A total of 69 preterm infants were enrolled in this study, with 13 infants in the sPDA group and 56 infants in the asPDA group. Serum NT-proBNP level was positively correlated with the diameter of the arterial duct (r=0.856; P<0.05)and the ratio of left atrial diameter to aortic root diameter (LA/AO) (r=0.713; P<0.05). At 3 and 5 days after birth, the serum NT-proBNP levels in the sPDA group were significantly higher than those in the asPDA group (P<0.05). The area under the ROC curve (AUC) for the prediction of sPDA by NT-proBNP levels at 3 days after birth was 0.949 (95% CI: 0.892-1.000; P<0.001), with a cut-off value of 27 035 pg/mL (sensitivity: 92.3%; specificity: 94.6%); the AUC for the prediction of sPDA by NT-proBNP levels at 5 days after birth was 0.924 (95% CI: 0.848-1.000; P<0.001), with a cut-off value of 6 411 pg/mL (sensitivity: 92.3%; specificity: 92.9%).

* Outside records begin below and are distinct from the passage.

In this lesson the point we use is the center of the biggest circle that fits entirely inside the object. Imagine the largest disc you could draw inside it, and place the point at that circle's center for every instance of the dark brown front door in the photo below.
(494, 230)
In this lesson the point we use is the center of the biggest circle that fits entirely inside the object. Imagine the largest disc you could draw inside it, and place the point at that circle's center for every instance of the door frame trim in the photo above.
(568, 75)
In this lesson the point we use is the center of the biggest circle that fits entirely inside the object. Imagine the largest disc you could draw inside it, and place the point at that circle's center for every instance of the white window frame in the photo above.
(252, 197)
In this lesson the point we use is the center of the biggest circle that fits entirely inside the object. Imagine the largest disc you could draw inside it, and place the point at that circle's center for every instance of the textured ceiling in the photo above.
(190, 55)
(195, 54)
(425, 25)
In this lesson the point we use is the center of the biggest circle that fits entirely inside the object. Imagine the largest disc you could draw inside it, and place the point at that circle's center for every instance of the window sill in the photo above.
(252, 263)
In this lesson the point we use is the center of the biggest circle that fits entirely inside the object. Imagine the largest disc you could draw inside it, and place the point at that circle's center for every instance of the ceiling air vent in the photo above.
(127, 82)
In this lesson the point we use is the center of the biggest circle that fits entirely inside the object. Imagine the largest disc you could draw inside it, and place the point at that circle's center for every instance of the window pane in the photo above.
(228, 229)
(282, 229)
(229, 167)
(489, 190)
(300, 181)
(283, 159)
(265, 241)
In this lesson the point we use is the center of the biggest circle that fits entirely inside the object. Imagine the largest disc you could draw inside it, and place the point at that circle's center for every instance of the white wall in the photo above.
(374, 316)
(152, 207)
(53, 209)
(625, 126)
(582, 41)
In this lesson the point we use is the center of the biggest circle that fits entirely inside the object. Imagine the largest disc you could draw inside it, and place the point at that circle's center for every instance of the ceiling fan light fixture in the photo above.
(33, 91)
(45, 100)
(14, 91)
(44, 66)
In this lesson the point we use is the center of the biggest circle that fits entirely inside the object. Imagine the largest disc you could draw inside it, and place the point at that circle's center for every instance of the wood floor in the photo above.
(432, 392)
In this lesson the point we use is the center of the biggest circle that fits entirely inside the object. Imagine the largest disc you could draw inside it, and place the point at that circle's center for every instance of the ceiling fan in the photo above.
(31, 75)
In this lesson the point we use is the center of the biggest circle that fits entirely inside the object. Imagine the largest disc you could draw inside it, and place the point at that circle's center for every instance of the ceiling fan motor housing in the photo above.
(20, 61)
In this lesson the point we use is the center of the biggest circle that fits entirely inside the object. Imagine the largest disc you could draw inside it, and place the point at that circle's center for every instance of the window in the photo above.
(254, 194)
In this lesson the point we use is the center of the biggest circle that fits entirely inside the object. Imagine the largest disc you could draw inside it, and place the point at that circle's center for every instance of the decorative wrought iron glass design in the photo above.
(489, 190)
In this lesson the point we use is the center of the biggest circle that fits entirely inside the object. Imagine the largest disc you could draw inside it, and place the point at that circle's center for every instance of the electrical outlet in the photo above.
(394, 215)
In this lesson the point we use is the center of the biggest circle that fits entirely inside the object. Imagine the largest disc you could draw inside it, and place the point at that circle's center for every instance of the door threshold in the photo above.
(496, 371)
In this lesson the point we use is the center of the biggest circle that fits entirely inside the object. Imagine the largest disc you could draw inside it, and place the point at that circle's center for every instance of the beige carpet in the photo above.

NT-proBNP may be a quantitative index for shunt volume. The measurement of serum NT-proBNP levels on 3 and 5 days after birth may be useful to predict sPDA in preterm infants.
探讨氨基末端脑钠肽前体(NT-proBNP)在预测早产儿症状性动脉导管未闭(sPDA)中的价值。
选取2014年6月至2015年4月出生胎龄(GA)≤32周、出生后48小时内经超声心动图诊断为动脉导管未闭(PDA)的早产儿作为研究对象。观察其临床表现,于出生后3天和5天测定血清NT-proBNP水平并进行超声心动图检查。根据临床表现及超声心动图结果将患儿分为sPDA组和无症状PDA(asPDA)组。分析血清NT-proBNP水平与超声心动图指标的相关性。比较两组血清NT-proBNP水平。应用受试者工作特征(ROC)曲线确定血清NT-proBNP预测sPDA的敏感度和特异度。
本研究共纳入69例早产儿,其中sPDA组13例,asPDA组56例。血清NT-proBNP水平与动脉导管内径(r=0.856;P<0.05)及左房内径与主动脉根部内径比值(LA/AO)(r=0.713;P<0.05)呈正相关。出生后3天和5天,sPDA组血清NT-proBNP水平显著高于asPDA组(P<0.05)。出生后3天NT-proBNP水平预测sPDA的ROC曲线下面积(AUC)为0.949(95%CI:0.892-1.000;P<0.001),截断值为27 035 pg/mL(敏感度:92.3%;特异度:94.6%);出生后5天NT-proBNP水平预测sPDA的AUC为0.924(95%CI:0.848-1.000;P<0.001),截断值为6 411 pg/mL(敏感度:92.3%;特异度:92.9%)。
NT-proBNP可能是分流体积的定量指标。出生后3天和5天测定血清NT-proBNP水平可能有助于预测早产儿sPDA。